Full disclosure: My wife was formerly a senior aide and speechwriter for both Ashcroft and Gonzales, so I always took a particularly keen interest in both attorneys general. It is nice to see conventional wisdom come around to my long-standing and oft-stated view that Gonzales is a subpar hack and Ashcroft a man of integrity. Don’t get me wrong; I don’t think I’d much like to have a beer with either of them (certainly not with Ashcroft because I hate to drink alone). But, as my wife, Jessica Gavora, puts it, “The one thing you always knew about John Ashcroft was that he’s not for sale.”

Of course, Ashcroft’s rehab is a byproduct of partisan opportunism. Gonzales is trailing blood in shark-infested political waters, and, by telling this story, Comey has thrown the flailing AG an anchor instead of a life preserver.

Still, there are some interesting lessons here. First, the attacks on Ashcroft were always grotesquely unfair. As a presidential candidate, Howard Dean — who often decries how Republicans question the patriotism of Democrats — saw nothing wrong with flatly asserting that Ashcroft was “not a patriot. He’s a direct descendant of Joseph McCarthy.” A second lesson is that the Christian scare that has been spooking liberals often amounts to mass paranoia. In 2001, USA Today’s former Supreme Court reporter asked, sincerely, “Can a deeply religious person be attorney general?” The bigotry of the question should be self-evident, and so should the answer. In almost every way, Ashcroft was the Bush administration’s most exemplary Cabinet official. An undisputed hawk on the war on terror, he was nonetheless immune to the groupthink that has plagued the Bush White House. From the sound of it, that independence improved administration policymaking.

It also improved Bush politically. In his first term, Ashcroft was the face of the Christian right in the Bush administration, serving as a valuable lightning rod, making Bush seem, and perhaps be, more reasonable. In his second term, Bush picked Gonzales, a quintessential yes man, to replace Ashcroft’s useful contrary voice. This only reinforced the bunker mentality that has so ill-served the White House.

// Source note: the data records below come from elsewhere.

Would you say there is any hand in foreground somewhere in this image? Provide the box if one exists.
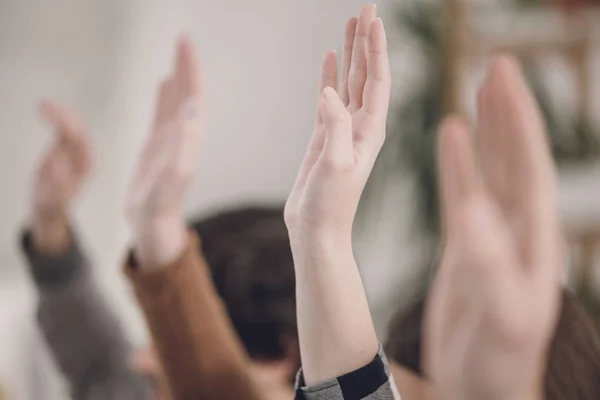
[424,56,563,400]
[285,6,390,245]
[284,5,391,385]
[126,36,203,268]
[32,101,93,252]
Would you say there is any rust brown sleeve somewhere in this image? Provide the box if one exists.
[124,232,262,400]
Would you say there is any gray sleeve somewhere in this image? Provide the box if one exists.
[294,345,400,400]
[21,229,151,400]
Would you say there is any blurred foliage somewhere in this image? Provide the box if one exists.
[375,0,600,240]
[362,0,600,324]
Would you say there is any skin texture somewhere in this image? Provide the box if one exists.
[424,56,563,400]
[284,4,391,386]
[126,36,203,269]
[31,101,93,253]
[126,37,294,400]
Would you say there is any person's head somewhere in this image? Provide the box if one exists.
[191,206,298,390]
[132,206,297,398]
[385,290,600,400]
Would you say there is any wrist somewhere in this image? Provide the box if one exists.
[32,215,70,254]
[132,215,188,270]
[288,225,352,250]
[289,231,355,277]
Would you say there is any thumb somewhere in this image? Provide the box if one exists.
[320,87,354,169]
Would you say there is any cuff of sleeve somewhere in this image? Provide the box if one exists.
[20,227,85,288]
[294,345,394,400]
[123,231,207,301]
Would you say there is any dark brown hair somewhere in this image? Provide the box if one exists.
[385,290,600,399]
[190,206,297,363]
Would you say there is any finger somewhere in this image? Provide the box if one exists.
[320,87,354,168]
[348,4,377,112]
[362,18,391,117]
[438,116,479,234]
[130,123,181,202]
[136,99,201,187]
[153,77,178,128]
[39,100,85,143]
[340,17,358,107]
[135,120,178,184]
[38,146,63,180]
[478,55,558,269]
[175,35,203,99]
[38,147,70,196]
[173,99,203,178]
[317,51,339,124]
[40,100,92,176]
[479,55,553,200]
[68,139,93,179]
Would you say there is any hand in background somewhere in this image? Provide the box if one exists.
[126,36,203,269]
[284,5,391,385]
[31,101,93,253]
[424,56,562,400]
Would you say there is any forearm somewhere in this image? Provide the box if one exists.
[292,234,379,386]
[21,227,148,399]
[38,273,148,399]
[126,233,261,400]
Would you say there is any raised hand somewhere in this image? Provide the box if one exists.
[285,5,389,244]
[284,5,391,385]
[126,36,203,268]
[31,101,93,251]
[424,56,563,400]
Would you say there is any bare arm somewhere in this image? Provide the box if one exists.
[23,102,148,399]
[124,36,261,400]
[284,4,393,393]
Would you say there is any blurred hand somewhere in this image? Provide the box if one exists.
[31,101,93,252]
[284,5,390,248]
[126,36,203,268]
[130,347,171,400]
[424,56,563,400]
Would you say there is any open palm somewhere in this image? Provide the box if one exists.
[284,5,390,241]
[32,101,92,222]
[126,36,203,267]
[425,57,563,400]
[126,36,203,227]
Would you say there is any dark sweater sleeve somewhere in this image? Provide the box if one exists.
[125,232,262,400]
[21,229,150,400]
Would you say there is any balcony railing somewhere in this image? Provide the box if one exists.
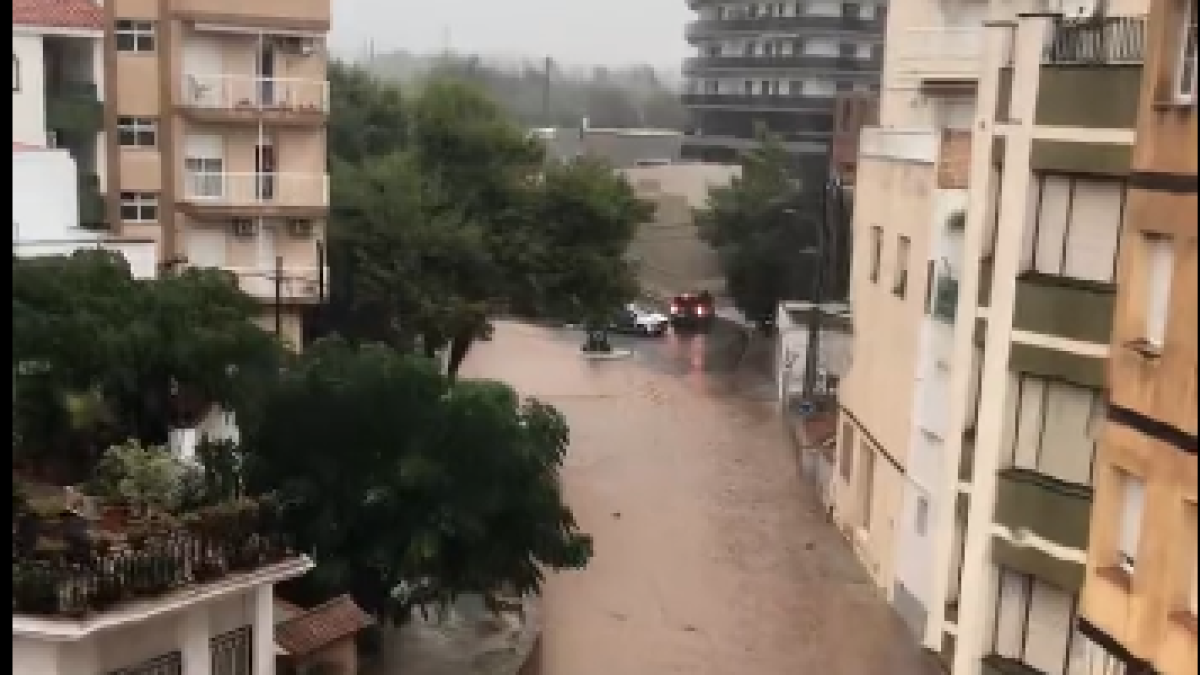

Lastly, history — even freshly minted history — has a remarkable way of erasing conventional wisdom. If in 2002 I had written that by 2007 Democrats would be singing Ashcroft’s praises as a man of integrity and sound temperament, I would have been laughed out of the room. Right now, predicting a rehabilitation of George W. Bush elicits similar guffaws from the crowd. But the fact is if Ashcroft can be rehabilitated, anyone can.